Однако оставим это. Слова, говорил Рассел, служат для того, чтобы можно было заниматься иными предметами, чем сами слова.
Необходимость и свобода в языке — лишь тень проблемы того же свойства, присущей жизни. Вот мы и вернулись к нашему разговору, прочно засевшему в моей памяти. О народе и тиране, свободе и власти, возмездии и исторической справедливости. Не уместнее ли здесь, как и в языковых штудиях, не громоздя умозаключений, обратиться к средствам литературным? Попробуй-ка, друг Владимир, на зуб замысел, который излагаю в самом общем виде.
Помнишь недавнее сообщение о том, что в пригороде одной восточной столицы собрались главари кхмерских группировок с призрачной целью восстановить власть полпотовских изуверов? Еще раньше я задумывался, почему у нынешнего правительства Камбоджи не возникает желания выкрасть того же Пол Пота или там жуткого Иенг Сари, чтобы публично их в Пном, скажем, Пене судить?
Или возникает, да непросто подобное осуществить? А представить только: шумный процесс, корреспонденты со всего света — вот они, зловещие ангелы геноцида, выродки, уничтожавшие собственный народ. Кости миллионов вопиют, пепел стучит в сердца живых…

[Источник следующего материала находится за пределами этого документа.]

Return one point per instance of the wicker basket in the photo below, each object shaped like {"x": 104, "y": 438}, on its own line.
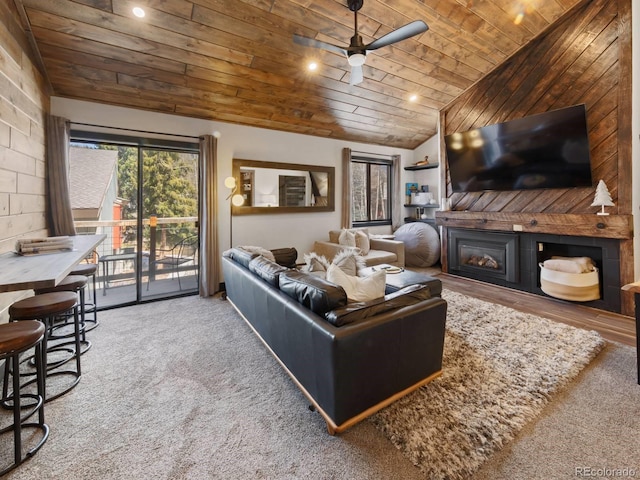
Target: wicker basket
{"x": 577, "y": 287}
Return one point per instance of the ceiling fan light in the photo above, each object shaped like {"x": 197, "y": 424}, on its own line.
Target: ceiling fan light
{"x": 357, "y": 59}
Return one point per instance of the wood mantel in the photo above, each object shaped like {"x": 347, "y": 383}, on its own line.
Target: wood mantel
{"x": 582, "y": 225}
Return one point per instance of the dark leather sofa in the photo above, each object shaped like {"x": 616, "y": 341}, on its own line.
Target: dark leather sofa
{"x": 350, "y": 360}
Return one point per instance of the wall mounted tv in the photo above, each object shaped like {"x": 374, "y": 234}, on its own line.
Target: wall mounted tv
{"x": 547, "y": 150}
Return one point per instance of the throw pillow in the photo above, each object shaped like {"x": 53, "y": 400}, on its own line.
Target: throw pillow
{"x": 349, "y": 261}
{"x": 315, "y": 263}
{"x": 358, "y": 289}
{"x": 347, "y": 238}
{"x": 362, "y": 242}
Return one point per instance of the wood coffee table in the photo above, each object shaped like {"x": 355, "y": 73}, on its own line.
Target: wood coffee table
{"x": 404, "y": 278}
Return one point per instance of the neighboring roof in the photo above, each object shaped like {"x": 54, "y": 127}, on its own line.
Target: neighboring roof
{"x": 90, "y": 172}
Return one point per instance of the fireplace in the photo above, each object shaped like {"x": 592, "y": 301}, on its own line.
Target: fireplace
{"x": 483, "y": 255}
{"x": 511, "y": 259}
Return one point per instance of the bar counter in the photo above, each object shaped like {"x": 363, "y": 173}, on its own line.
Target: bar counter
{"x": 24, "y": 272}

А взять народное восстание в Румынии. И здесь с судом ничего не вышло. Диктатора и его злодейку-супругу поспешно и, в сущности, тайно расстреляли. А мир уже, кажется, набирал воздуха в грудь — следить за обстоятельным, быть может, многомесячным процессом, где вылезали бы на белый свет все гнусности кровавого режима, того, где на партийных съездах вышколенные функционеры пели осанну плюгавому тирану. А сколько нацистских преступников пряталось и по сей день прячется от возмездия в экзотических странах и иных местах планеты? Сталинские палачи среднего и мелкого масштаба вообще не имеют нужды скрываться, ибо юридически чисты перед законом. Но писать роман об Анастасио Сомосе, папаше Дювалье, о Лаврентии Берии и Альфредо Стреснере, о Николае Ежове и Николае Чаушеску, о каких-нибудь Вышинском и Курском или том же Пол Поте не кажется мне возможным без основательного знакомства с документами, а лучше и людьми — как сообщниками, так и жертвами. Представим себе роман о Пол Поте. Как начнем? Да хоть бы так. Юный кхмер торопится на лекцию в Сорбонну.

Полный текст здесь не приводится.